To forward a packet, one might think a router only needs to know which of its links to use for the next hop. A subsequent router will make decisions to get the packet even closer to its destination. Fortunately for us, BGP tables [26] contain a great deal of information about connections beyond the next hop. In the early days of Internet routing the designers wanted each BGP advertisement to contain the entire path of Autonomous Systems used to deliver a packet. This gives BGP routers full disclosure of the path their packets will take so the packets of one company (perhaps containing trade secrets or sensitive E-mail) would not pass through arch-enemy autonomous systems.
To make the algorithm manageable, we simplify the graph of AS connectivity into a tree. The 21 autonomous systems identified as being the exemplars of backbone clusters form the first level of the tree. As of 2001, a dozen of them are almost completely interconnected. Since the tree representation loses information about cross-links between branches of the tree, it is important that our algorithm minimize the impact on distance calculations using the trees.

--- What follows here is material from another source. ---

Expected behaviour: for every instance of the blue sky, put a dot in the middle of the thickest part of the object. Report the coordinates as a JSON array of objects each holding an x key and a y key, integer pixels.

Our work leverages the IP clustering work done by Krishnamurthy and Wang [15] showing how BGP routing tables can be used to gain 99 percent accuracy in partitioning IP addresses into non-overlapping groups. All IP addresses in a group are topologically close and under common administrative control. Their web client clustering paper shows other more involved techniques for gaining even higher accuracy and validating the results.
The basic unit of clustering used by our algorithm is the combination of all of the IP ranges that share a common AS number. Although clustering by AS is less specific than previous IP clustering studies, the IP addresses in our clusters still share common routings.